Li Qiang served Xi in a secretarial role when he was governor of Zhejiang in the mid-2000s. Shortly after Xi assumed power, he took off like “a helicopter”, as fast-rising politicians are sometimes referred to in China. He was appointed governor of Zhejiang himself in 2013 and became the top official in nearby Jiangsu province three years later. In 2017, he was promoted again to become party secretary of Shanghai, a posting that initially reinforced his reputation as competent and business friendly.

It was on his watch that the Shanghai stock exchange launched a new trading board for technology companies and Elon Musk built Tesla’s largest overseas factory in the city. Li Qiang was also credited for the financial centre’s initially deft handling of Covid-19. By eschewing the across-the-board lockdowns adopted elsewhere in favour of more targeted management of small outbreaks, he reduced the economic impact.
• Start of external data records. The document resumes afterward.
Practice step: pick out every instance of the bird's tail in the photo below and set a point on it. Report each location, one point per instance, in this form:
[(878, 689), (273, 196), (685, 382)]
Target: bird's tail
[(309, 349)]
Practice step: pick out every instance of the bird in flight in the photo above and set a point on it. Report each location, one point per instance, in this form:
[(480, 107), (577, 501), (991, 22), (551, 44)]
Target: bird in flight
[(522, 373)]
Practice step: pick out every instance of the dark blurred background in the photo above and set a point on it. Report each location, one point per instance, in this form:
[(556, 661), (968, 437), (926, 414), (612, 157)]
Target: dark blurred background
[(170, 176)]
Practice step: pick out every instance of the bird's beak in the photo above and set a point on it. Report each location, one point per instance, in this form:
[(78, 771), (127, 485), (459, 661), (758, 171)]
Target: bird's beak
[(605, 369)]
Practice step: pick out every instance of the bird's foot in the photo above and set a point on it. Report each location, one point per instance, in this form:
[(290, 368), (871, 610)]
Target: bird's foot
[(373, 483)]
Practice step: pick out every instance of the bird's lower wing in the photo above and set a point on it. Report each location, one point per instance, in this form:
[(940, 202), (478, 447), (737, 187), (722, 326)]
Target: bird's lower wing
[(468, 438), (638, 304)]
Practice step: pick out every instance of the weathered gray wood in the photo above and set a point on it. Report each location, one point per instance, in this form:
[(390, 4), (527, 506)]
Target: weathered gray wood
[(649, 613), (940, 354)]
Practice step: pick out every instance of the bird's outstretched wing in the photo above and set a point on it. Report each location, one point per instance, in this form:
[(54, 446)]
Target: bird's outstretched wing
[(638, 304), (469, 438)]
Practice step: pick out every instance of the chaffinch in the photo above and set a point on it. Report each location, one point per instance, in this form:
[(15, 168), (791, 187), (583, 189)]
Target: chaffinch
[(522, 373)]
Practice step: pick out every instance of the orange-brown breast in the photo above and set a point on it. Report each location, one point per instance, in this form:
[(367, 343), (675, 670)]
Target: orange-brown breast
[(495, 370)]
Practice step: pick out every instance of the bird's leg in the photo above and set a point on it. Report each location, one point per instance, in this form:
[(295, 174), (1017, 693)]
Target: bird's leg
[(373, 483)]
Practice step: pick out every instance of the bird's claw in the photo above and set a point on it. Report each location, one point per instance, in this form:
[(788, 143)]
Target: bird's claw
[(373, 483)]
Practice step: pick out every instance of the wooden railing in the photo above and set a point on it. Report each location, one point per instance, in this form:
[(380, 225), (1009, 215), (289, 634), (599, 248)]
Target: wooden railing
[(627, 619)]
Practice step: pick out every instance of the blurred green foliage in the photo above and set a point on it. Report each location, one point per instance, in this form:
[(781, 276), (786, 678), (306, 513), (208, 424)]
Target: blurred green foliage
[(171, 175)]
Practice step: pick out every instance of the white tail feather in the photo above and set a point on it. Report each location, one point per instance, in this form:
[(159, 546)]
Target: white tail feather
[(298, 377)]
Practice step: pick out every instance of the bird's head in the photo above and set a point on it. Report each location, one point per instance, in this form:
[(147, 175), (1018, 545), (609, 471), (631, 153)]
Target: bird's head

But the reputation he had built up over years was shredded in weeks this spring, as the virus finally overwhelmed Shanghai. Li Qiang was forced to implement one of the most intensive — and badly managed — lockdowns China has seen since the very start of the pandemic. Many residents in one of the country’s most prosperous cities struggled to secure enough food for their locked-in families. As one technology executive told the FT at the time, “what’s the point of being rich if you can’t get fresh vegetables?”

At the outset of this ordeal, Li Qiang was harangued by three elderly residents for his administration’s incompetence while out an inspection tour. “You are guilty in the eyes of the nation,” one of them said, according to videos and Hong Kong media reports. “You shame the martyrs [of the revolution]. You shame heaven and earth.”

Li Qiang’s boss, however, saw it very differently. For Xi, says Ling Li, the lockdown instead “showed Li’s exemplary character as a true communist who can make difficult decisions and take on heavy responsibilities at critical moments for the party”.